1. Ein und Auslassadapter die 6 eckigen nehmen da die anderen undicht sind.
2. Shoggy oder Noisedestruktor als Pumpenentkopplung nehmen.


----------



## schachi08 (6. Mai 2011)

*AW: Umstieg von THERMALRIGHT ARCHON auf Wasserkühlung - NZXT PHANTOM*

Update des Warenkorbs:

https://www.aquatuning.de/shopping_cart.php/bkey/fbc915d01fa8f23e8befb44e567d8e35


----------



## <BaSh> (6. Mai 2011)

*AW: Umstieg von THERMALRIGHT ARCHON auf Wasserkühlung - NZXT PHANTOM*

Dann kannste Das Alphacool Entkopplungsset noch weglassen


----------



## schachi08 (6. Mai 2011)

*AW: Umstieg von THERMALRIGHT ARCHON auf Wasserkühlung - NZXT PHANTOM*

Das Entkopplungsset benötige ich doch zur Befestigung der Pumpe am Noise Destructor, oder?
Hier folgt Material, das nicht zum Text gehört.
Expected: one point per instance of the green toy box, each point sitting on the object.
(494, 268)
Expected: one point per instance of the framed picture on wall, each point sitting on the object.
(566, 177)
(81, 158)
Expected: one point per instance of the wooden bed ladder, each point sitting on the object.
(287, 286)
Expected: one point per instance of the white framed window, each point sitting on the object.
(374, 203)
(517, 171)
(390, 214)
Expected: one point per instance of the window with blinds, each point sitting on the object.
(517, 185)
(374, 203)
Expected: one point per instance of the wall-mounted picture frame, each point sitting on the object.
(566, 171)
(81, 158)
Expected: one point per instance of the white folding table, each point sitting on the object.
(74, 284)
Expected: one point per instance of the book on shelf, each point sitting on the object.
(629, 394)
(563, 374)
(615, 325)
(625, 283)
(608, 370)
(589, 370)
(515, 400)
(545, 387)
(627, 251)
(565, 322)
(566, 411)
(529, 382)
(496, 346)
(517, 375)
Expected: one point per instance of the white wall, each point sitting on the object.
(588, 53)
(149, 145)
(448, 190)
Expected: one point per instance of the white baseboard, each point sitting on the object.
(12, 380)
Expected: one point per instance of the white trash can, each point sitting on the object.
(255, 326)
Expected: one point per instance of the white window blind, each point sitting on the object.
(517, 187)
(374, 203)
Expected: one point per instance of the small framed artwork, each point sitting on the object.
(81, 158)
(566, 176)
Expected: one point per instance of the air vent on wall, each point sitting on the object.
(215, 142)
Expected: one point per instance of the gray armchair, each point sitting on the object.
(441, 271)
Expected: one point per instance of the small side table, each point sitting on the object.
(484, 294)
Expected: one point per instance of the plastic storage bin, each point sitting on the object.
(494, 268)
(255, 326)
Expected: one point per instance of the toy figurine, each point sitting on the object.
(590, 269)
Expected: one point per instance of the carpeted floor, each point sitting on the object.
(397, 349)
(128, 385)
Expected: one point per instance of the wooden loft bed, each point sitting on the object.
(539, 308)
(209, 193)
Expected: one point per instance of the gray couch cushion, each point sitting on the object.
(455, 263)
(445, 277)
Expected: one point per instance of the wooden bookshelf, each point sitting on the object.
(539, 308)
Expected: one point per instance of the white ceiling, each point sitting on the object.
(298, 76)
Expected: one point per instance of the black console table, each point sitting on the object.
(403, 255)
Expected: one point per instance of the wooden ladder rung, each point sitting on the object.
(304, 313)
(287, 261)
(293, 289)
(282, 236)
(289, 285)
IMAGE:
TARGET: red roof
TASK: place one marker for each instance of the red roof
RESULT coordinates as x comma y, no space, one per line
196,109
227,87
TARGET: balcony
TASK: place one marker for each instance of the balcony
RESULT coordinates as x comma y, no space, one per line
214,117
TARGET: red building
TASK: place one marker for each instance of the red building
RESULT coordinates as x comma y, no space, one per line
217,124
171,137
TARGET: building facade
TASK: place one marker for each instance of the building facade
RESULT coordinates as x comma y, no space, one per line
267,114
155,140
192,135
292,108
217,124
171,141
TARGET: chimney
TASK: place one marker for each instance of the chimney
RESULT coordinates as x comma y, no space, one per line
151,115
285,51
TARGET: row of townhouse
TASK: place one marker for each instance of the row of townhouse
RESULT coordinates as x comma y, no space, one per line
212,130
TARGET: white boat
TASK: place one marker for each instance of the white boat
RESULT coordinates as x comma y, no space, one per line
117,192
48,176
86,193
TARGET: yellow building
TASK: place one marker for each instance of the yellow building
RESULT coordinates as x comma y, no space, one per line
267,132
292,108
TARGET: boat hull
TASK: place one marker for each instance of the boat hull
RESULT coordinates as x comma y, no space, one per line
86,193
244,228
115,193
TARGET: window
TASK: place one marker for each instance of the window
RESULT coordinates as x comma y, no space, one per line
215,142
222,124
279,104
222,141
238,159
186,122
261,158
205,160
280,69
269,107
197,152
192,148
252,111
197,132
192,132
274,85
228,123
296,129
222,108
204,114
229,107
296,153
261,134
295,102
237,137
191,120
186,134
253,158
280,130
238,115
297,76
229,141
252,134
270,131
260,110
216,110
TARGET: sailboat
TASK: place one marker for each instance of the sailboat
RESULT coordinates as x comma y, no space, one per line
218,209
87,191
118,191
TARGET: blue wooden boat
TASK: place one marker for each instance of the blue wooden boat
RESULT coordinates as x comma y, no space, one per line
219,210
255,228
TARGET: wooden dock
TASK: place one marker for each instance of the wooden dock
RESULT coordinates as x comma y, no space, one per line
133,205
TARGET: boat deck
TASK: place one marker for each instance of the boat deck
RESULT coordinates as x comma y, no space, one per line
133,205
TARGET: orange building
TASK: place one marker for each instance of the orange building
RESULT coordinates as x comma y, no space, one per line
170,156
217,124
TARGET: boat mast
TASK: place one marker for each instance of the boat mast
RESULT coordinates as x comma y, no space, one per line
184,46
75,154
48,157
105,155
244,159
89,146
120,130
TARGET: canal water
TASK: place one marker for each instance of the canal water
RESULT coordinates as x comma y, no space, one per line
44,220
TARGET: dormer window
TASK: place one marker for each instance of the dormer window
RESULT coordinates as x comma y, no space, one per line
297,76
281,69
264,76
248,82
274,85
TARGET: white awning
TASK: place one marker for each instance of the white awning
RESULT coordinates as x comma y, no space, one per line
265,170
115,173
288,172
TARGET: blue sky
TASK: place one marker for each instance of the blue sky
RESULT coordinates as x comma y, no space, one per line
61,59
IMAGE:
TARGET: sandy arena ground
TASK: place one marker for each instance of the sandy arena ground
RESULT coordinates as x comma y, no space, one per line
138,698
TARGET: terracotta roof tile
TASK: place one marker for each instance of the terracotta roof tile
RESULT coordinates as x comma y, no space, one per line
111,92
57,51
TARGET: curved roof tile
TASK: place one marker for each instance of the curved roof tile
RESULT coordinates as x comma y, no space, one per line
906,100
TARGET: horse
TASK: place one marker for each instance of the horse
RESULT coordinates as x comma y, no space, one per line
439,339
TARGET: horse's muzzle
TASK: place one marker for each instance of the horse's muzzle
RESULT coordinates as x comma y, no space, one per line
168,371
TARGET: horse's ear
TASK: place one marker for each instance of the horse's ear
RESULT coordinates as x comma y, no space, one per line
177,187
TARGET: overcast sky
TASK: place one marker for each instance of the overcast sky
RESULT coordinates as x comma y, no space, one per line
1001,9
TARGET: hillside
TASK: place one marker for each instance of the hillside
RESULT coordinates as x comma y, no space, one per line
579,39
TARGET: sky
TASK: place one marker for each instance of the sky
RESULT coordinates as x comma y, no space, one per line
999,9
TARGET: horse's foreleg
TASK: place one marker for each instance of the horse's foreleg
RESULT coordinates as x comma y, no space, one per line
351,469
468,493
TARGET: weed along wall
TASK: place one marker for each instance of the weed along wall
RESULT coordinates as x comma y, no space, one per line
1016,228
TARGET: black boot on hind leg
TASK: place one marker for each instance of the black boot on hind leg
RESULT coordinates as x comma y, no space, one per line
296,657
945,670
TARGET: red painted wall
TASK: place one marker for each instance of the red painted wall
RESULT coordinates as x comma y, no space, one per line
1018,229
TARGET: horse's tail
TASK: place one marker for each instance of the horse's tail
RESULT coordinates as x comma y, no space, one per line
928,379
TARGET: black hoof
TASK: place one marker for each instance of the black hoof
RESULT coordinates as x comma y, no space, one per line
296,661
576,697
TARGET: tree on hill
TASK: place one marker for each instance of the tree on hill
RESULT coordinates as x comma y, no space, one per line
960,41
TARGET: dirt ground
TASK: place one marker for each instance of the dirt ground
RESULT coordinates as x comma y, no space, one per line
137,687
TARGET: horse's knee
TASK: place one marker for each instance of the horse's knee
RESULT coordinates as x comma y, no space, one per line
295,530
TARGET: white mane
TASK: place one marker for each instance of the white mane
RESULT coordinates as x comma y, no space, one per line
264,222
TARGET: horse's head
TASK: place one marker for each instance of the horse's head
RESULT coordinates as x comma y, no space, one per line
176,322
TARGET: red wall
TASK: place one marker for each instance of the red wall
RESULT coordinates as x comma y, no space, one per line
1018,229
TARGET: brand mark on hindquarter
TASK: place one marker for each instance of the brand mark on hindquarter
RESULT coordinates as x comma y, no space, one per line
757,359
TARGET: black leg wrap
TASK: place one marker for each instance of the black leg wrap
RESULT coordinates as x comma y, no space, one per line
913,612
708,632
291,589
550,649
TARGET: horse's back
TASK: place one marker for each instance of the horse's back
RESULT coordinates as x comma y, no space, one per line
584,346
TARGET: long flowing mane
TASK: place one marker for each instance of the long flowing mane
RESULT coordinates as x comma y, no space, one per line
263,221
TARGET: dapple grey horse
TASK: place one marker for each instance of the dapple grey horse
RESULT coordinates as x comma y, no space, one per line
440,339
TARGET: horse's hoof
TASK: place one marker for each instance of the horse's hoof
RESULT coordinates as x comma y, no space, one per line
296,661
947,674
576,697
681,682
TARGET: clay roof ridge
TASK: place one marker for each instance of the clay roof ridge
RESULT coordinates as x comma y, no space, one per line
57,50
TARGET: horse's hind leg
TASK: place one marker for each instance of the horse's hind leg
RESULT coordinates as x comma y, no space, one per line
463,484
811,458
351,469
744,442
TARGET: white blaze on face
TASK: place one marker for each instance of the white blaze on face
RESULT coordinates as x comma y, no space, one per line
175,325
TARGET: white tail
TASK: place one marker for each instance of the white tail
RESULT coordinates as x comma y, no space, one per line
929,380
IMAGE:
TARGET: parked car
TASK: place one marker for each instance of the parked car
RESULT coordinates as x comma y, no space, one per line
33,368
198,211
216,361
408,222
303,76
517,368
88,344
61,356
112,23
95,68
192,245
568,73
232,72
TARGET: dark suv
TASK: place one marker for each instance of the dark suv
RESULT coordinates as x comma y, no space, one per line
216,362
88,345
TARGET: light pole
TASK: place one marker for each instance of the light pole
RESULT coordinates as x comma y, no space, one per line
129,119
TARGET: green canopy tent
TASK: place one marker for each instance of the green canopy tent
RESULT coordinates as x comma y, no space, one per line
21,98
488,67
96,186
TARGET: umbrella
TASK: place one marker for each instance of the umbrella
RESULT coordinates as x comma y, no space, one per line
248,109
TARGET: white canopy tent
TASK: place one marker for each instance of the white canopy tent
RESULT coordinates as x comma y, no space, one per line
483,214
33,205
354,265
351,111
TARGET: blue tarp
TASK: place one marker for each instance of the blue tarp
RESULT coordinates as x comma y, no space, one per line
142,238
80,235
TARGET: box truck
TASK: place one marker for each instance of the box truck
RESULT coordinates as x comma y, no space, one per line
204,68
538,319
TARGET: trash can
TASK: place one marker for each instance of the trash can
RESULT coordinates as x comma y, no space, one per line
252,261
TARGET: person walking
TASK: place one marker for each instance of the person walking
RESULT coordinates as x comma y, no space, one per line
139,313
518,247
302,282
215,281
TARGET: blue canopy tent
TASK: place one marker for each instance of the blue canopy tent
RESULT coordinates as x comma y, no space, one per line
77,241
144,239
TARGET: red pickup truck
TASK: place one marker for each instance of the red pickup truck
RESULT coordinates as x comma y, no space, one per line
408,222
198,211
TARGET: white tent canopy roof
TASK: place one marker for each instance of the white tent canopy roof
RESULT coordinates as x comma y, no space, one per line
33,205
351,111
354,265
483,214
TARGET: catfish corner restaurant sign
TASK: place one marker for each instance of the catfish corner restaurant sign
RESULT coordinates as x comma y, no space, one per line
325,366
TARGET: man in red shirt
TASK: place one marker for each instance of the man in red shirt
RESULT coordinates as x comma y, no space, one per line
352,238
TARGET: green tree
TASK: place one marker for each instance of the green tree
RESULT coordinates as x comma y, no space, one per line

Hier habe ich noch einen tollen Radiator gefunden:

Caseking.de » Wasserkühlung » Radiatoren » Alle Radiatoren » Hardware Labs Black ICE Radiator GT Stealth 240 - black - XFlow

Ist  leider erst ab Mitte Juni lieferbar...


----------



## Malkolm (6. Mai 2011)

*AW: Umstieg von THERMALRIGHT ARCHON auf Wasserkühlung - NZXT PHANTOM*

Wenn du die Pumpe nicht nur kleben möchtest bauchst du in der Tat noch Schrauben, einfache M4-Senkkopf Schrauben reichen da aber auch.
Das ist übrigens der Grund, warum ich immer das Shoggy empfehle, da sind direkt Schrauben dabei, was es im Endeffekt wieder günstiger macht


----------



## Uter (6. Mai 2011)

*AW: Umstieg von THERMALRIGHT ARCHON auf Wasserkühlung - NZXT PHANTOM*

Der Radi ist nicht wirklich toll, die Leistung entfaltet er erst mit sehr schnellen Lüftern.


----------



## schachi08 (6. Mai 2011)

*AW: Umstieg von THERMALRIGHT ARCHON auf Wasserkühlung - NZXT PHANTOM*

@Uter
Meinst Du mit "nicht wirklich toll"  den Alphacool NexXxos oder den neuen HARDWARE LABS Radiator?

@Malkolm
Auf die 2 Euro Mehrkosten kommt es nun auch nicht mehr an


----------



## Uter (6. Mai 2011)

*AW: Umstieg von THERMALRIGHT ARCHON auf Wasserkühlung - NZXT PHANTOM*

Ich mein die GT und GTX-Serie von Hardware Labs.


----------



## schachi08 (6. Mai 2011)

*AW: Umstieg von THERMALRIGHT ARCHON auf Wasserkühlung - NZXT PHANTOM*

Danke für den Tipp, dann lasse ich besser die Finger davon.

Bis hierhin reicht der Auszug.